IDC0224Dalton_Graphic_01

“When I was a resident, one of the things that I experienced was getting called to the bedside when a child who was hospitalized had become agitated,” Evan M. Dalton, MD, MSHP, now a pediatric hospitalist at Texas Children’s Hospital in Houston, told Healio.

“For the first time, I saw children being placed in physical restraints, and it certainly was an uncomfortable situation [to witness] as a third party but also as a pediatrician. It led us to ask, Is this kind of process of physically restraining children something that we can safely avoid, given the trauma that the patients experience and the staff experience in the restraint process?”
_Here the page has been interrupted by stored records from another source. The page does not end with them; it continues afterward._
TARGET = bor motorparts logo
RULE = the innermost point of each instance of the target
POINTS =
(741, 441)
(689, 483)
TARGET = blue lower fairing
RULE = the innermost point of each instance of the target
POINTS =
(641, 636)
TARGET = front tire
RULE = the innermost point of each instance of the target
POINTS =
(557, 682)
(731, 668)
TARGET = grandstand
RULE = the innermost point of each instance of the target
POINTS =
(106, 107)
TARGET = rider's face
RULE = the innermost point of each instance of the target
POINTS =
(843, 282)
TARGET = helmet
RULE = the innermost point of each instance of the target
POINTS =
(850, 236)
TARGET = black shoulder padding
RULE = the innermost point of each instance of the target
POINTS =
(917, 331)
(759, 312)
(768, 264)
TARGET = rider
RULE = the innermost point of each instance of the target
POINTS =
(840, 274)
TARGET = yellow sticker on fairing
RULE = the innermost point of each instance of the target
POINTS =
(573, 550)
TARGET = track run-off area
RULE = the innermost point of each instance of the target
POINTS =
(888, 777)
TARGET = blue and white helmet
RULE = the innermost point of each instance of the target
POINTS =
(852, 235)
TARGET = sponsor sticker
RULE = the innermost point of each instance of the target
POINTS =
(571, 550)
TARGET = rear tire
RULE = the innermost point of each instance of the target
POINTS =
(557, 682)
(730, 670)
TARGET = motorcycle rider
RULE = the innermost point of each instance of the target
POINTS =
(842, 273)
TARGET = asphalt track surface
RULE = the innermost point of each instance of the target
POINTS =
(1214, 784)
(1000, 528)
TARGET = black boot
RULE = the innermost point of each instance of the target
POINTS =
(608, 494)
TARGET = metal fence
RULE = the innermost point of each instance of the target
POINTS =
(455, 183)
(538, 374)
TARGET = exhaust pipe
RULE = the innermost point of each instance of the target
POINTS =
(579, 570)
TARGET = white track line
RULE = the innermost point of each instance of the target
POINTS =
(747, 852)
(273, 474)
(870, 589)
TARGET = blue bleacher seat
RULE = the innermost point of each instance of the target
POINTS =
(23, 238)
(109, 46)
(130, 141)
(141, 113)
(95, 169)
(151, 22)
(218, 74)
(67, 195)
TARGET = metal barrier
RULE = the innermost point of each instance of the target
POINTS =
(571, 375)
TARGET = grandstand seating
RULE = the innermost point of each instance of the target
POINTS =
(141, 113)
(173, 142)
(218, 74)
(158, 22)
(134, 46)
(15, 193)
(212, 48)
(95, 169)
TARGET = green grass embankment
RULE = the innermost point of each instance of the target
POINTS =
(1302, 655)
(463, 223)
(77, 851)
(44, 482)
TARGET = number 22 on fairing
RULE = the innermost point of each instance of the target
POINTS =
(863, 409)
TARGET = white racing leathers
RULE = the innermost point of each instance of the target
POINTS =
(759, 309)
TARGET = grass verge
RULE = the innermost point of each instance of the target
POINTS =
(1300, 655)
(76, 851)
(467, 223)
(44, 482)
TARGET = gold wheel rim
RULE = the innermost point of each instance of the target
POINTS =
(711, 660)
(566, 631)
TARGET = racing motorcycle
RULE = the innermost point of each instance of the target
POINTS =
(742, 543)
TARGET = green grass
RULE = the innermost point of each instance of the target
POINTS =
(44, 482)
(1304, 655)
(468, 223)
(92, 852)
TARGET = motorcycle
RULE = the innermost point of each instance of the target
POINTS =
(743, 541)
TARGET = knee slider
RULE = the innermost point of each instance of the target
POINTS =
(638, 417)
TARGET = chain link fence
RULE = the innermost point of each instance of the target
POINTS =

Dalton’s experiences led to a quality improvement study published in Pediatrics in 2021, which found that a team-based improvement methodology was associated with a sustained reduction in physical restraint use on children admitted for behavioral health conditions to a children's hospital. As he continued on to a fellowship, Dalton said he was unsure if he wanted to continue this research, until the AAP and the American Academy of Child and Adolescent Psychiatrists declared a crisis in mental health.

“The summer of 2021 was when we kind of noticed this rise in restraint use in the medical behavioral unit (MBU) that had been really percolating for months previously,” Dalton said. “We were seeing a lot of patients that were agitated, and so I really felt like [conducting] similar work to safely reduce restraints was needed at our hospital and particularly in the MBU, which is where we really focused our study.”

Dalton and colleagues began by examining the root causes of why children were becoming agitated and why staff were using restraints, which they found resulted from some inconsistencies in how to respond to patient agitation.

“It took us about 6 months to go through this process of understanding the kind of underlying reasons for restraint use and designing different interventions to try to address this rising issue in the hospital,” Dalton said.

After 6 months, the team developed a de-escalation protocol that centered on a scoring system for staff to assess a patient’s agitation. Based on the score, staffers would use one of three color zones — either green, yellow or red — to triage and respond to the situation, but 1 month in, the researchers did not see any change. Dalton and colleagues then spoke to the nurses and physicians of the unit.

“What they told us was that they felt like they understood the patient's level of agitation, but they had a difficult time tailoring the plan to the need of the patient, and so they would get to a point where they felt like they had no other option but to use the restraints,” Dalton said. “That's when we kind of changed course, so to speak, and came up with this idea of huddles.”

The “huddles” concept was initiated in February 2022, and involved bedside teams for patients in the MBU huddling with the unit’s board-certified behavior analysts and pediatrician each morning to discuss the patient’s behavior and de-escalation plans. The researchers also created a huddle script to standardize this intervention.

Dalton and colleagues studied a cohort of 527 consecutive patients hospitalized in the MBU between January 2021 and January 2023. In that time, a baseline mean of 14 weekly physical restraint events per 100 MBU patient-days in 2021 decreased to 10 per 100 patient-days during the intervention period from January through July 2022, and to a low of 4.1 in August, which was sustained through December.

“I still think that there is a great perception that restraint is safe or safer than other things,” Dalton said. “We've now shown that it is possible to reduce restraint use without increasing staff injuries.”

References:

Dalton EM, et al. Pediatrics. 2021;doi:10.1542/peds.2020-003939.

Dalton EM, et al. Pediatrics. 2024;doi:10.1542/peds.2023-062747.